L’inquisitore di Giava




Recensione di Giulia Manna


Autore: Alfred Birney

Traduzione: Mario Corsi

Editore: Mondadori

Genere: narrativa, romanzo

Pagine: 451

Anno di pubblicazione: 2020

Sinossi. Non è facile per Alan Noland capire chi sia suo padre Arto: un uomo rude, violento con la moglie e con i figli, che passa le serate a battere furiosamente sui tasti di una Remington. Sta scrivendo le sue memorie. Da quei fogli Alan scopre la verità sull’oscuro passato del genitore, figlio illegittimo, mezzo europeo e mezzo indigeno, che lavorava come interprete nelle Indie orientali olandesi – oggi Indonesia – al servizio dei Paesi Bassi, soprattutto contro gli indipendentisti locali.

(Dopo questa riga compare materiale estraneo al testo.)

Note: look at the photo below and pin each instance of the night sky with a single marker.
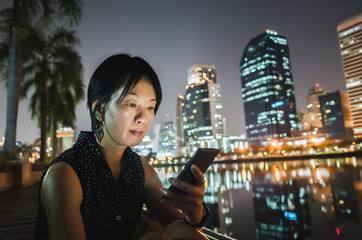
(173, 35)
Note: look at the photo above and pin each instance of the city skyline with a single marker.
(174, 36)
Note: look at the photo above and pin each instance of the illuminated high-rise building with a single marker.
(267, 87)
(350, 43)
(203, 122)
(167, 140)
(180, 134)
(336, 115)
(312, 118)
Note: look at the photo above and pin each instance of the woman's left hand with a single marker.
(190, 203)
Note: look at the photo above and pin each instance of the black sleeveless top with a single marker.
(110, 208)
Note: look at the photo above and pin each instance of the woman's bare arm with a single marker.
(61, 196)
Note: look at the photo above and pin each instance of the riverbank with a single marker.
(275, 158)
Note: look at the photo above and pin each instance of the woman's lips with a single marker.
(136, 133)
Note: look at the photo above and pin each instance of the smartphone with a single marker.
(202, 158)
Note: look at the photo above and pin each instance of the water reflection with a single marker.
(313, 199)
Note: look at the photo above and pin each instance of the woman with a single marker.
(96, 189)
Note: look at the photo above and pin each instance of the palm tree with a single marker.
(14, 21)
(54, 70)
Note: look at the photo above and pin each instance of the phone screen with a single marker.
(202, 158)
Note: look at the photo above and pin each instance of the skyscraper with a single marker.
(313, 118)
(203, 122)
(167, 140)
(350, 43)
(336, 115)
(267, 87)
(180, 134)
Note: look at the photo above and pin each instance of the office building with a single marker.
(350, 43)
(203, 122)
(313, 118)
(180, 134)
(167, 140)
(267, 87)
(336, 115)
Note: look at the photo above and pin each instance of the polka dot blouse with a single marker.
(110, 208)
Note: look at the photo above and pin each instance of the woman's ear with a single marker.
(96, 110)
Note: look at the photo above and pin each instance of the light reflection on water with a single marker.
(309, 199)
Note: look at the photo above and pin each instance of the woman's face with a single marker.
(128, 122)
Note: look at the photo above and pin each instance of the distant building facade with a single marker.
(180, 134)
(203, 121)
(313, 118)
(350, 42)
(167, 139)
(268, 88)
(336, 115)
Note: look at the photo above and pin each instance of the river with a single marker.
(302, 199)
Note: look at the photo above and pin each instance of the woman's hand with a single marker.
(190, 203)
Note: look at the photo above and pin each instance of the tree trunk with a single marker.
(13, 89)
(53, 132)
(43, 116)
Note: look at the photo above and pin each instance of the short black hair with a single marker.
(120, 70)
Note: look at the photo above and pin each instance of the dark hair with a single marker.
(118, 71)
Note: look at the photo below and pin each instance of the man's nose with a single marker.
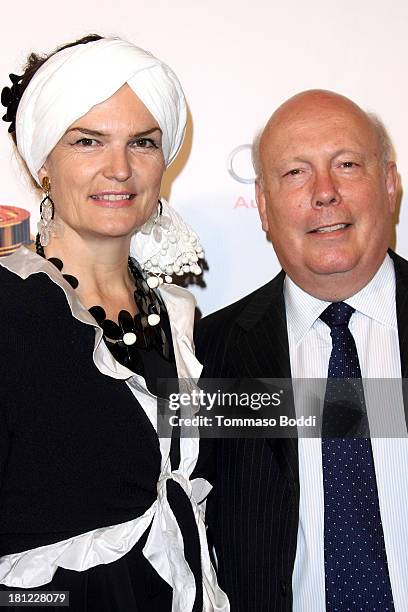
(118, 165)
(325, 190)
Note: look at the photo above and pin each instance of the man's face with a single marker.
(326, 197)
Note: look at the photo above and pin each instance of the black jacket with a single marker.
(253, 511)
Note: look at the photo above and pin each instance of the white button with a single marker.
(153, 320)
(129, 338)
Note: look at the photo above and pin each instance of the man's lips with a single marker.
(329, 229)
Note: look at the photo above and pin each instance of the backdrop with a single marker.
(237, 61)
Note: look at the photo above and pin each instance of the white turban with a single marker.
(72, 81)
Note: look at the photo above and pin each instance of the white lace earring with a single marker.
(166, 245)
(47, 226)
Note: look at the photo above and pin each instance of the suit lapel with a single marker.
(401, 277)
(261, 344)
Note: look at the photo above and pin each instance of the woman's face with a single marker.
(106, 170)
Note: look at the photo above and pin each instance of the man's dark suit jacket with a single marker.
(253, 510)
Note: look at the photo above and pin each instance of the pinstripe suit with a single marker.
(254, 509)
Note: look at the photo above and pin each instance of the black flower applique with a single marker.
(10, 97)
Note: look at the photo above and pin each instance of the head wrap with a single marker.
(74, 80)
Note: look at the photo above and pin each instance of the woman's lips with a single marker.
(113, 200)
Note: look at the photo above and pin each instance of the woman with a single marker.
(91, 500)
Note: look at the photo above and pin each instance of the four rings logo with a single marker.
(240, 164)
(241, 169)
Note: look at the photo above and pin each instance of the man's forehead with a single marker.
(320, 119)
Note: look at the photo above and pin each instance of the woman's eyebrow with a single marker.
(97, 133)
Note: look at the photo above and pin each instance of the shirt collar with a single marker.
(376, 300)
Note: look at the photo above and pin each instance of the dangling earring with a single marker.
(47, 226)
(166, 245)
(46, 222)
(156, 224)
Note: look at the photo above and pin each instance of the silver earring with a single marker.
(46, 223)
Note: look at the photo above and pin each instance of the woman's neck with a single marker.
(101, 267)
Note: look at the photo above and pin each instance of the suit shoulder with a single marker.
(223, 319)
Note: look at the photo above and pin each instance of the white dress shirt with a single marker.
(374, 328)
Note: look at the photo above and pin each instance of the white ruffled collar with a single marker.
(164, 547)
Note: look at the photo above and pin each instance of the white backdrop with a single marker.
(237, 61)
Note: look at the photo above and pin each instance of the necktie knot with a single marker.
(338, 313)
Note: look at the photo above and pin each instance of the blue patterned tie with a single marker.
(355, 559)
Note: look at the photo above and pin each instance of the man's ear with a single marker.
(261, 202)
(392, 182)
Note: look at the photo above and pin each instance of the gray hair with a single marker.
(387, 152)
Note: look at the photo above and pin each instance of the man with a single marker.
(313, 524)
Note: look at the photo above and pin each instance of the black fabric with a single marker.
(253, 510)
(77, 451)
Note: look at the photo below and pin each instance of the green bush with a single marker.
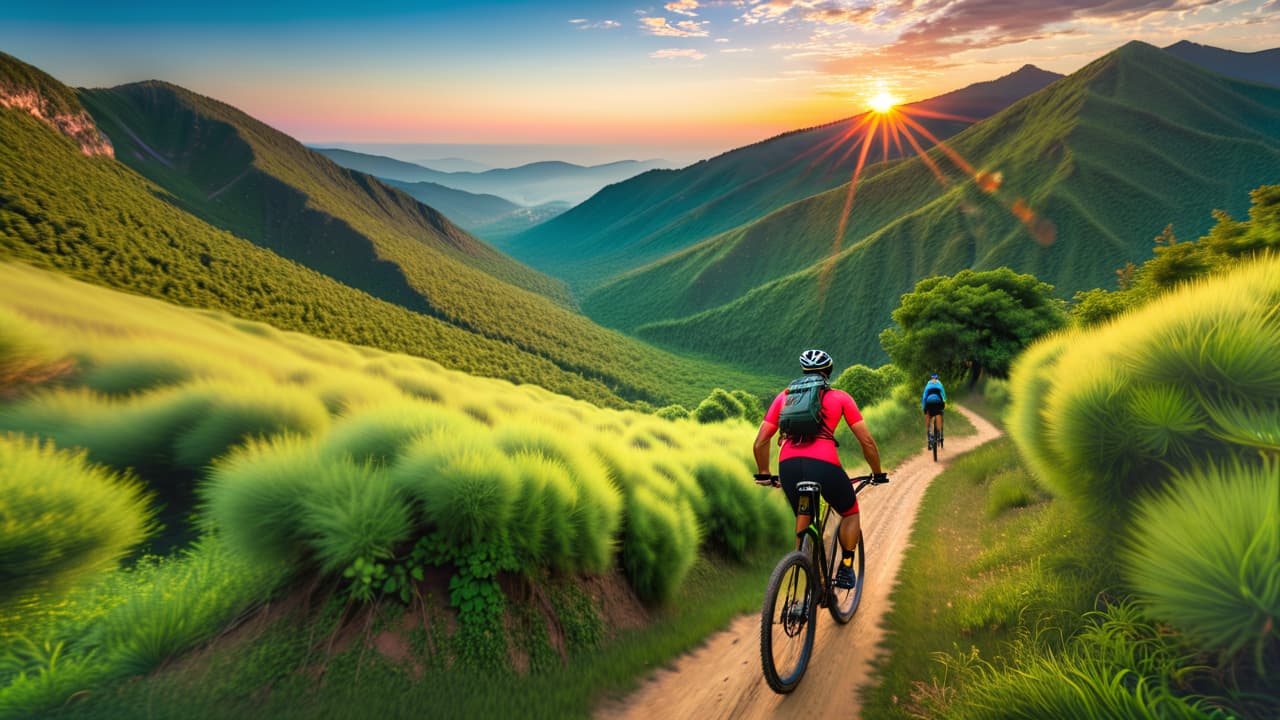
(353, 513)
(753, 411)
(868, 386)
(255, 497)
(717, 408)
(672, 413)
(1206, 557)
(1118, 666)
(62, 520)
(378, 434)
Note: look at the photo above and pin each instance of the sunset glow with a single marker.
(695, 73)
(883, 101)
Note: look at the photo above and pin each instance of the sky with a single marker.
(680, 80)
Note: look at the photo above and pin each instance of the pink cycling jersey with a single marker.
(836, 404)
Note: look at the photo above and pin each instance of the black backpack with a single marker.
(801, 419)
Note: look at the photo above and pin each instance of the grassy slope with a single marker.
(1189, 142)
(643, 219)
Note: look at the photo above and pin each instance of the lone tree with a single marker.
(970, 322)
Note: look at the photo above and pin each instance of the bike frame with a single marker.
(810, 497)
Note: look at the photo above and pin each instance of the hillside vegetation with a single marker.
(315, 461)
(97, 220)
(663, 212)
(1104, 159)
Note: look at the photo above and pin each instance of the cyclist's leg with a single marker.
(790, 473)
(840, 493)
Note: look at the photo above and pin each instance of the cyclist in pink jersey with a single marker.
(817, 459)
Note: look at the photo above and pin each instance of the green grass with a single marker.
(62, 522)
(972, 582)
(260, 677)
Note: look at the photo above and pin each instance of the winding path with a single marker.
(722, 678)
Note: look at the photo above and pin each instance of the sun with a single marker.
(883, 101)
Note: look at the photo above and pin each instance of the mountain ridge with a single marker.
(636, 222)
(1175, 124)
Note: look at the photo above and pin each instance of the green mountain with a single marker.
(1093, 167)
(484, 215)
(1262, 65)
(662, 212)
(97, 219)
(534, 183)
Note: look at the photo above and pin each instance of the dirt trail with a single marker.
(722, 678)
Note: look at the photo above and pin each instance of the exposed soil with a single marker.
(723, 677)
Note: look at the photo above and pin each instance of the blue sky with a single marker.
(704, 74)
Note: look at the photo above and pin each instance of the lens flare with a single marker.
(883, 101)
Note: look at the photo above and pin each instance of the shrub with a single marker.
(1205, 555)
(1118, 666)
(62, 520)
(1125, 406)
(717, 408)
(672, 413)
(753, 410)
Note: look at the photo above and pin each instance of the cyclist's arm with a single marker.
(869, 449)
(762, 446)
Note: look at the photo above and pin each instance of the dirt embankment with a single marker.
(723, 678)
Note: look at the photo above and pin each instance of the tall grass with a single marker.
(1110, 415)
(1205, 556)
(62, 520)
(1116, 666)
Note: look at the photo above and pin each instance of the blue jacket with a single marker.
(928, 386)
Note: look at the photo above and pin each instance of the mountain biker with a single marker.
(933, 400)
(816, 459)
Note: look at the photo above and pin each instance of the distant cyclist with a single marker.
(816, 458)
(933, 400)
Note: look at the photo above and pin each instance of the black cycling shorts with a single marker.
(835, 483)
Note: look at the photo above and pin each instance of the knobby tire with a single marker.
(787, 618)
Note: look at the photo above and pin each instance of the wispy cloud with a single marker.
(583, 23)
(682, 28)
(672, 54)
(682, 7)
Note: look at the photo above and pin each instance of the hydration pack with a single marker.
(801, 418)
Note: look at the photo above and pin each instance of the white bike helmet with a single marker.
(814, 360)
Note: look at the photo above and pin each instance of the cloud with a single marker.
(672, 54)
(602, 24)
(682, 28)
(682, 7)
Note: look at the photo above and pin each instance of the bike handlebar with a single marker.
(766, 479)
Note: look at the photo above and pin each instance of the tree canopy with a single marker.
(970, 322)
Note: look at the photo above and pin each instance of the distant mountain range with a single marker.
(488, 217)
(1261, 67)
(535, 183)
(199, 204)
(662, 212)
(1093, 165)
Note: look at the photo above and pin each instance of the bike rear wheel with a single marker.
(844, 601)
(787, 621)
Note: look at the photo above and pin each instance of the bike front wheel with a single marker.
(787, 621)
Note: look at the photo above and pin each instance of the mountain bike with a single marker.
(800, 584)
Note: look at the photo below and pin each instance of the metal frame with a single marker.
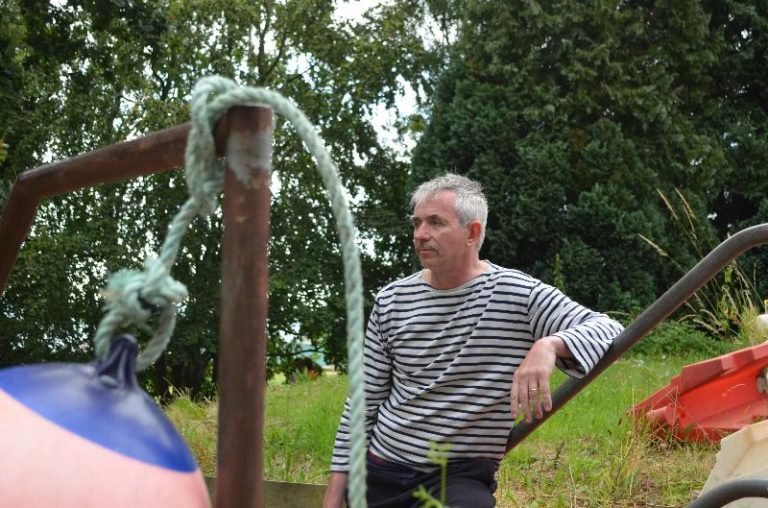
(244, 136)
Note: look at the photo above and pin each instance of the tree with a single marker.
(581, 117)
(95, 73)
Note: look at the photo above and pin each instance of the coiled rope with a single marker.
(133, 296)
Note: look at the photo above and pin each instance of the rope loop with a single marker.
(132, 296)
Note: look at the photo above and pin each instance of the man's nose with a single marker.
(420, 232)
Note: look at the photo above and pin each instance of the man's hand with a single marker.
(334, 494)
(530, 384)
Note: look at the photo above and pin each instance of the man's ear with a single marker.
(475, 230)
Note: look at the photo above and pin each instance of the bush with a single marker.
(681, 339)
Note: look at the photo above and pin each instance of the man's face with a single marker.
(438, 236)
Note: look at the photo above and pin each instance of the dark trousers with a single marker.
(470, 484)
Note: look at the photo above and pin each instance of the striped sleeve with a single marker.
(377, 379)
(586, 333)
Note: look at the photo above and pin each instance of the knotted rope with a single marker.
(132, 296)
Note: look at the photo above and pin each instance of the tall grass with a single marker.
(588, 454)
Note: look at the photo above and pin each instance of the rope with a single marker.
(133, 296)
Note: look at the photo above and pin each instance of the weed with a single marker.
(725, 303)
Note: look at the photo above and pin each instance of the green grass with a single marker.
(588, 454)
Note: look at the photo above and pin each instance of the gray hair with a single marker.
(470, 201)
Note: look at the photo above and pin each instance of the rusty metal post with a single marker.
(243, 328)
(156, 152)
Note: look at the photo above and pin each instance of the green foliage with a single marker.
(574, 113)
(438, 455)
(728, 301)
(680, 339)
(80, 75)
(588, 454)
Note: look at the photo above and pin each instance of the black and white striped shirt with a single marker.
(439, 363)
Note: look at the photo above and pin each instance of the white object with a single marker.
(743, 453)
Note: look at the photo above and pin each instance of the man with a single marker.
(454, 353)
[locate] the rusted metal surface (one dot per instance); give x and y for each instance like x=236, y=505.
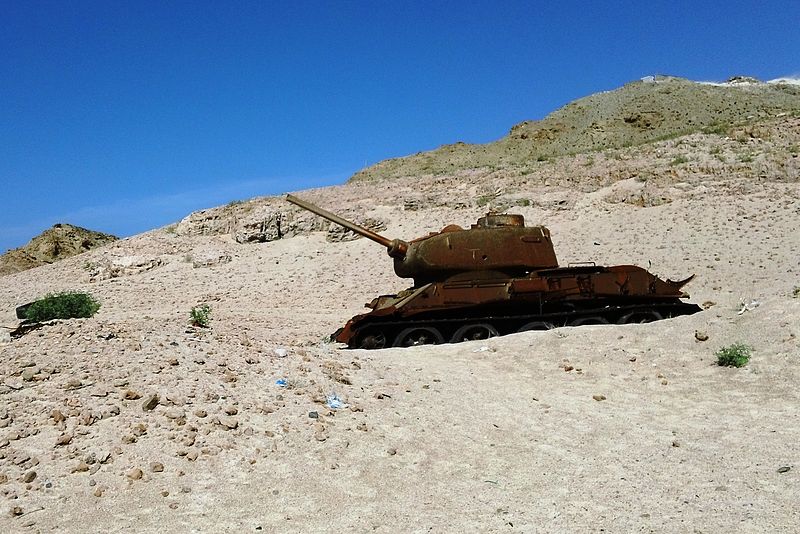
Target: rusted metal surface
x=498, y=277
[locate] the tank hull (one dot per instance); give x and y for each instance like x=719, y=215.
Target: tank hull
x=476, y=307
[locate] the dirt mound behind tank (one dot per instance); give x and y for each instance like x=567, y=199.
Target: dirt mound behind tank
x=56, y=243
x=654, y=108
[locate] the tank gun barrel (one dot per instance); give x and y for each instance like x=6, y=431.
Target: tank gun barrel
x=395, y=247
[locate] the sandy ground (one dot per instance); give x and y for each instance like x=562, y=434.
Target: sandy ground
x=494, y=436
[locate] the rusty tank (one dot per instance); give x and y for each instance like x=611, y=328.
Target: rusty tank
x=495, y=278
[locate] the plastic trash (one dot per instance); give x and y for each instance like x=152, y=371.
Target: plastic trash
x=334, y=402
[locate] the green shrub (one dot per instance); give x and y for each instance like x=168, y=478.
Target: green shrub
x=737, y=355
x=65, y=305
x=200, y=316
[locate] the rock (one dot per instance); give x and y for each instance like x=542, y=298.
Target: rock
x=700, y=336
x=63, y=439
x=73, y=383
x=151, y=402
x=174, y=413
x=130, y=394
x=228, y=422
x=82, y=467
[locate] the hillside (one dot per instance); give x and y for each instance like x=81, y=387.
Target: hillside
x=134, y=420
x=54, y=244
x=640, y=112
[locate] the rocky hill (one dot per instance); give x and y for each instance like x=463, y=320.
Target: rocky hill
x=54, y=244
x=654, y=108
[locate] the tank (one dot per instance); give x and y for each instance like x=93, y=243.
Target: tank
x=495, y=278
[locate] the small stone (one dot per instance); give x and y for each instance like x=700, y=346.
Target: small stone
x=175, y=413
x=63, y=439
x=700, y=336
x=73, y=383
x=82, y=467
x=151, y=402
x=228, y=422
x=130, y=394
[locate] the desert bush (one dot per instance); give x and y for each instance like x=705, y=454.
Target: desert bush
x=736, y=355
x=200, y=316
x=64, y=305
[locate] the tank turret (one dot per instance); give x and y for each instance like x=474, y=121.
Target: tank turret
x=497, y=242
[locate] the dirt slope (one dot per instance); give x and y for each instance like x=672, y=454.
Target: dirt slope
x=54, y=244
x=639, y=112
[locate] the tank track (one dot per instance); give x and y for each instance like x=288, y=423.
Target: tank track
x=382, y=332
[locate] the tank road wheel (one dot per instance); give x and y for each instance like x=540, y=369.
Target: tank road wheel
x=371, y=338
x=594, y=319
x=419, y=335
x=536, y=325
x=474, y=331
x=645, y=316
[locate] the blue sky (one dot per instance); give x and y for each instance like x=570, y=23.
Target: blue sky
x=126, y=116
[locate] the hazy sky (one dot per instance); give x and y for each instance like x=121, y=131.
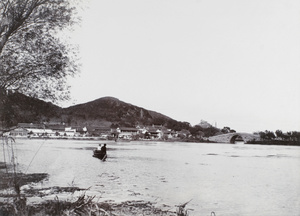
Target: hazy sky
x=233, y=62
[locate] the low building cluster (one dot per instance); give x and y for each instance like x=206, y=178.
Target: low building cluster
x=32, y=130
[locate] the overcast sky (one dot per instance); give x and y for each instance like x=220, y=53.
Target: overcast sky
x=235, y=63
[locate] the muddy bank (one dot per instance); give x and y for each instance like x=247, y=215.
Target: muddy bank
x=16, y=189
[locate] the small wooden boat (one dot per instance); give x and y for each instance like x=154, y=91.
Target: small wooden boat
x=99, y=154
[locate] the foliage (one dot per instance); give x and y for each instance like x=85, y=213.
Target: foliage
x=293, y=136
x=33, y=60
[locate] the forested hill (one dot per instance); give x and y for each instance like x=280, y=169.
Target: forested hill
x=101, y=112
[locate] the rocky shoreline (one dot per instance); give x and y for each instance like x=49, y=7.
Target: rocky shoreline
x=15, y=192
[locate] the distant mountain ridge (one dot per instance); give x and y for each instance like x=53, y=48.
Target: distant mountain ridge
x=103, y=111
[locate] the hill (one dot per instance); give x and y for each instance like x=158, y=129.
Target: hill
x=104, y=111
x=109, y=110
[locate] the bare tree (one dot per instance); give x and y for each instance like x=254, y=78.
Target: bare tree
x=33, y=60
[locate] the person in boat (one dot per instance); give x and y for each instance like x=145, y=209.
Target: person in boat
x=103, y=149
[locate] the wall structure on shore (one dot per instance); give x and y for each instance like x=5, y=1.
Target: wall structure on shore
x=231, y=137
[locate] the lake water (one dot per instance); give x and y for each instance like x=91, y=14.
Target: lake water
x=225, y=178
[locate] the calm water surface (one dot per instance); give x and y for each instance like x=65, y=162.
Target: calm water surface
x=227, y=179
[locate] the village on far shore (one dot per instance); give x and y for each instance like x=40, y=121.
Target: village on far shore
x=63, y=131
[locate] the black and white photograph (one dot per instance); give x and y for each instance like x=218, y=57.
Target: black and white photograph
x=149, y=107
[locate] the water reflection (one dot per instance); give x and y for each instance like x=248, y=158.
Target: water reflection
x=227, y=179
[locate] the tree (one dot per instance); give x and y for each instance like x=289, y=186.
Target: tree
x=33, y=60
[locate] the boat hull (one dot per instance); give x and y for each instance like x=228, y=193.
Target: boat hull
x=99, y=154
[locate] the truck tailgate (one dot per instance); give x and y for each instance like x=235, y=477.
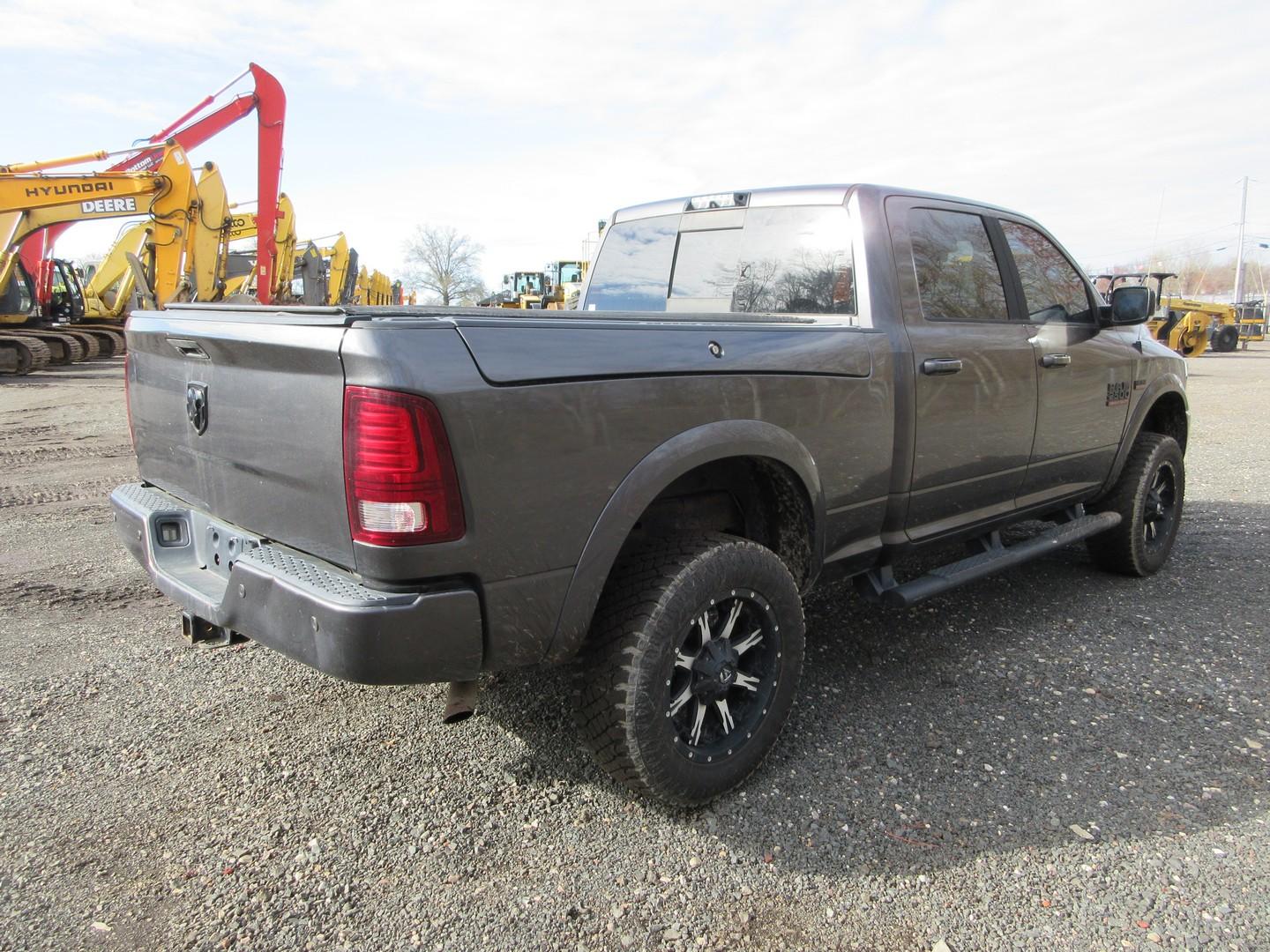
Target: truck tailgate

Ma Arto non si limitava a tradurre: conduceva interrogatori, spesso brutali, e il confine tra il ruolo dell’interprete e quello dell’inquisitore, se non del boia, poteva essere molto sottile… Spetterà ad Alan ricostruire insieme la verità storica e la propria identità familiare, arrivando a comprendere come il conflitto possa trasformare un uomo in un mostro e quanto l’ideologico ottimismo del dopoguerra abbia contribuito a nascondere un capitolo terribile e cruciale della storia europea.

Recensione

Romanzo straordinario. Non conoscevo questa parte della storia. Quando mi capitò questo titolo tra le mani, ripensai ad una notizia di non tanto tempo fa letta su qualche giornale,  ovvero  alle scuse del re Willem-Alexander all’Indonesia per le operazioni di “polizia” svolte dall’Olanda durante la guerra di liberazione del 1945-49 e la curiosità ha preso il sopravvento.

Non è una parte della storia europea che si studia nelle scuole, quindi quale modo migliore per iniziare un argomento se non attraverso le pagine di un piccolo capolavoro letterario?

E’ una lettura molto difficile, traumatica e piena di rabbia. Ben strutturata e veloce da leggere, grazie al fatto che la storia viene raccontata tramite le vicissitudini di Arto, quel padre violento sempre attaccato ad una Remingtonimpegnato a scrivere le sue memorie ed il confronto con la rabbia ed i ricordi del figlio Alan.

Arto viveva in Indonesia prima di fuggire in Olanda, dove poi incontrò la madre di Alan. Era figlio illegittimo metà europeo e metà indigeno. Il padre era violento ed anche i fratelli spesso lo picchiavano.

Quando poi il padre muore, la situazione di Arto e della sua famiglia precipita ancora, fino a diventare un agente coloniale al servizio dell’Olanda.

E’in queste vesti che compie omicidi, interrogatori e altri atti di violenza ai danni della popolazione locale a cui lui stesso, seppur parzialmente, apparteneva.

Quando poi fu costretto a fuggire per non essere fucilato come traditore, si ritrova in un’Olanda fredda che non mostra la sperata riconoscenza.

Sarebbe dura per chiunque scoprire che l’uomo in genere è capace di così tanta violenza, figuriamoci per un figlio! Si può scegliere quello che siamo?

E’ questo quello che cerca Alan, cerca di capire se si può essere diversi o se si è predestinati a diventare una copia dei nostri genitori. C’è un detto che dice “la mela non cade mai lontano dall’albero” che usiamo spesso per dire che non si può diventare diversi da chi ci cresce.  

Non importa, non abbiamo il controllo sul tipo di persona che siamo quando veniamo al mondo e sulla strada che seguiremo nella vita”

Davvero molto interessante, su tanti aspetti non solo quello storico. Buona lettura!

 

 

Alfred Birney


(L’Aia 1951) è autore di un vasto corpus di opere di fiction e non-fiction, nel quale le origini indo-olandesi della sua famiglia giocano un ruolo fondamentale. Ha esordito nel 1987 con il romanzo Tamara’s Lunapark, cui sono seguiti, tra gli altri, Vogels rond een vrouw (1991) e De onschuld vaneen vis (1995), tradotti anche in Indonesia. L’inquisitore di Giava (2016), il suo capolavoro, ha vinto i prestigiosi premi Libris Literatuur e HenriëtteRoland Holst.